W.P., a pseudonym for a first-year student at Princeton in 2013, was forced to leave after he attempted suicide for the third time. It is well known that in cases such as these, intensive psychiatric treatment becomes mandated. However, lesser known is that if students don’t voluntarily take a leave of absence after they pose a threat to themselves, they are involuntarily withdrawn from the university such as in the case of W.P. While he suggested other alternatives such as taking a lighter course load or living off campus, he was told that these conditions would “fundamentally alter the nature of a Princeton education.” Additionally, Princeton did not want to be held accountable for W.P.’s suicidal tendencies.

This is not an uncommon process. To keep things in its natural order, many universities require suicidal students to leave campus. Nevertheless, it was the act of leaving campus itself that almost completely hindered W.P’s recovery process. He lost his motivation in life and his self-esteem. According to W.P.’s psychiatrist, “An important aspect of W.P.’s recovery [was] a sense of purpose. Requiring a leave of absence and excluding him from the university community at this time [would] be detrimental to his health and well-being.”

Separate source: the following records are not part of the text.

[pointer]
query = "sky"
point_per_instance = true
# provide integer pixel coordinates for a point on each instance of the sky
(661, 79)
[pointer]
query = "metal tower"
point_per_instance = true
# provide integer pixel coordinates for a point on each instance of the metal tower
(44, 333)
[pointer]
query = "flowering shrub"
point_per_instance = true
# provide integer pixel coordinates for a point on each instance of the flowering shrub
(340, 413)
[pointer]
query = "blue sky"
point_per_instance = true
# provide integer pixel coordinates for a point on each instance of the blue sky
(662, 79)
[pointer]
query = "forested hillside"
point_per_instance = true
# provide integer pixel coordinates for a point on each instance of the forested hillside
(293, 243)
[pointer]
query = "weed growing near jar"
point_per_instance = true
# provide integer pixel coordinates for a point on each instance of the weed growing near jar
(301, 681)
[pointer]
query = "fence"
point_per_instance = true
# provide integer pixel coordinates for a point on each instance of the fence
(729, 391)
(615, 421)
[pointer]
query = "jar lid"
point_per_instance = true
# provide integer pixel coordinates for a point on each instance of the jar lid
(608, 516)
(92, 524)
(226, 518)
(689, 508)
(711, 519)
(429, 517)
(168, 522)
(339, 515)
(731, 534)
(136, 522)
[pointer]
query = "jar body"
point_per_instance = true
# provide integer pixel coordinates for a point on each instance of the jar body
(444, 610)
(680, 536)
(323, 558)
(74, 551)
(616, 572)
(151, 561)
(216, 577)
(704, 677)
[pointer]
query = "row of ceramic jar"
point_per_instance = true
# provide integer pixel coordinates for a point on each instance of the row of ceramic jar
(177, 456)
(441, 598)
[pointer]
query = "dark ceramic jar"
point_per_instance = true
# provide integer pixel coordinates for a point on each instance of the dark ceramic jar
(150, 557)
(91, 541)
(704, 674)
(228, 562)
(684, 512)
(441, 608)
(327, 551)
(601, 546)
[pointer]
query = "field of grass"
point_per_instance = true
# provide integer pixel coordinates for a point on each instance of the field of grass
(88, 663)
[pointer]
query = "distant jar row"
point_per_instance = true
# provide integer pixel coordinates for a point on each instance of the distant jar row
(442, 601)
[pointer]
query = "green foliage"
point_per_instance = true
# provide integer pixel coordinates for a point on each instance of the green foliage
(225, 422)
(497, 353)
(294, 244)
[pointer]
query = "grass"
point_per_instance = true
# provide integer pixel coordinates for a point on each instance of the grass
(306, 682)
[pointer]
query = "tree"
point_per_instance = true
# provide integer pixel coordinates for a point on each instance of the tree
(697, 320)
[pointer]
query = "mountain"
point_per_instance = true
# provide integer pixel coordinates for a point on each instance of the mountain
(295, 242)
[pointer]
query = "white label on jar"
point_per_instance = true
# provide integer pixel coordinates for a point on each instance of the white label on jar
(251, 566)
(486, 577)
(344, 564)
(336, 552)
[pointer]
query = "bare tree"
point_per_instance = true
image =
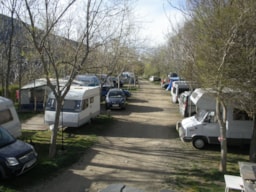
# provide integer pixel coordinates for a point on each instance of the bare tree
(62, 49)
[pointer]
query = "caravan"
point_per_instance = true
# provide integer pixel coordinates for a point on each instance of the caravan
(81, 104)
(9, 118)
(203, 128)
(179, 87)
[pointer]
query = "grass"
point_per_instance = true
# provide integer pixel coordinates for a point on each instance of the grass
(192, 170)
(197, 170)
(69, 150)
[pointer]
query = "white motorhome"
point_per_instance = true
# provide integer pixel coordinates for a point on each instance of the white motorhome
(179, 87)
(9, 118)
(81, 104)
(203, 128)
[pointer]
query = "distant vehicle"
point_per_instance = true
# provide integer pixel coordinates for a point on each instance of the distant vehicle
(16, 156)
(115, 98)
(81, 104)
(179, 87)
(88, 80)
(171, 80)
(166, 80)
(154, 78)
(9, 118)
(186, 107)
(127, 93)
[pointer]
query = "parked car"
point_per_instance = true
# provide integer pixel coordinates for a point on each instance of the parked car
(154, 78)
(186, 107)
(127, 93)
(115, 98)
(16, 156)
(88, 80)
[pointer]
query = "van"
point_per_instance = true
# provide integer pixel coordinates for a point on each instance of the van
(81, 105)
(203, 128)
(186, 107)
(8, 117)
(178, 87)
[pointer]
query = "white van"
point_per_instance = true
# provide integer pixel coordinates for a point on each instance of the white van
(81, 104)
(9, 118)
(203, 128)
(179, 87)
(186, 107)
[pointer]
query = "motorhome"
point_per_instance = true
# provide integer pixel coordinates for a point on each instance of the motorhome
(179, 87)
(203, 128)
(9, 118)
(186, 107)
(81, 105)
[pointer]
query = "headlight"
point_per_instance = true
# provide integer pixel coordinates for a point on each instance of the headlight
(32, 147)
(11, 161)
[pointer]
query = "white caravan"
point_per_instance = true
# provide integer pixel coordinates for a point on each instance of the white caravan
(9, 118)
(81, 104)
(179, 87)
(203, 128)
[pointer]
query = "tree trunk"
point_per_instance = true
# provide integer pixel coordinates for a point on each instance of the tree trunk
(253, 142)
(222, 138)
(53, 142)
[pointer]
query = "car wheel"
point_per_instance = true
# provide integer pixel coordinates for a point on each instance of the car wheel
(199, 142)
(2, 173)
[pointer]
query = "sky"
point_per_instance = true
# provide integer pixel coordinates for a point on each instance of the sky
(157, 17)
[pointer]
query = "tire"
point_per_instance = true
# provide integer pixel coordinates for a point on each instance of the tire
(199, 142)
(2, 173)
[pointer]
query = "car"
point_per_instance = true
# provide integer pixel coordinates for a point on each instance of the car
(88, 80)
(127, 93)
(16, 156)
(115, 98)
(154, 78)
(186, 106)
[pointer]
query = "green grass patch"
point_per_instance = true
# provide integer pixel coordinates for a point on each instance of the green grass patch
(72, 144)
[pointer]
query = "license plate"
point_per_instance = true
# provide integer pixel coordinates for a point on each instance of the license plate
(30, 163)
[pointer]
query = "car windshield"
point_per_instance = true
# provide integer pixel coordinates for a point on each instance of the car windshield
(116, 94)
(200, 116)
(5, 137)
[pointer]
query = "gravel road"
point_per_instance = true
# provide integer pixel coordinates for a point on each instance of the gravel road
(137, 150)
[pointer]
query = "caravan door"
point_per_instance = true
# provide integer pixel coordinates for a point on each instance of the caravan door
(211, 127)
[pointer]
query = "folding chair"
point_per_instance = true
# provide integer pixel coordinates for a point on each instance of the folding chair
(233, 182)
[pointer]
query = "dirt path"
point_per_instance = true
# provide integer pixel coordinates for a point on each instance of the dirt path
(134, 152)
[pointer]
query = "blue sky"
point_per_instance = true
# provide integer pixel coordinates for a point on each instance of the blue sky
(157, 18)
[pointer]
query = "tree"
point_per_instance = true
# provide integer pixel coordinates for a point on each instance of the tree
(217, 28)
(62, 49)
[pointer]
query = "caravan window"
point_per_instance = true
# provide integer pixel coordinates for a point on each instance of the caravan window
(5, 116)
(91, 99)
(240, 115)
(50, 105)
(72, 105)
(85, 104)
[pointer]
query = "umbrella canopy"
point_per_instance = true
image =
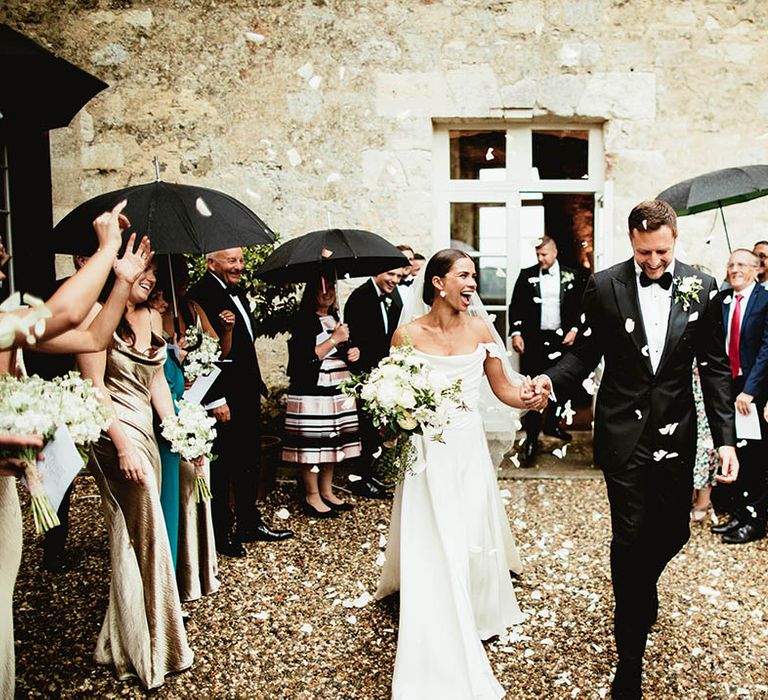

When W.P. was denied an appeal, he filed a lawsuit against Princeton accusing it of violating the Americans with Disabilities Act, the New Jersey Law Against Discrimination, the Rehabilitation Act of 1973, and the Fair Housing Act Amendments. However, Princeton won on the basis that it simply “did not want to gamble with W.P.’s life”

This New Yorker article brings to mind the question of what Emory does when it encounters a student who has had thoughts of ending his or her life. Taking a year off might be beneficial to some but to others like W.P. it does not do much to find that sense of purpose in life. For that whole year, you might feel less resilient. You might feel like you’re wasting time. College is all about discovering yourself and what you are passionate about. It does not always come immediately and it does not always turn out the way you expected or imagined it would. However, what ultimately matters is constantly surrounding yourself by people who you think/know might care. And if you ever sense that someone is going through a rough time, just a simple “how are you doing” might even be sufficient. You never know the impact that your actions might have on someone else’s life as I came to know the day I received that birthday card.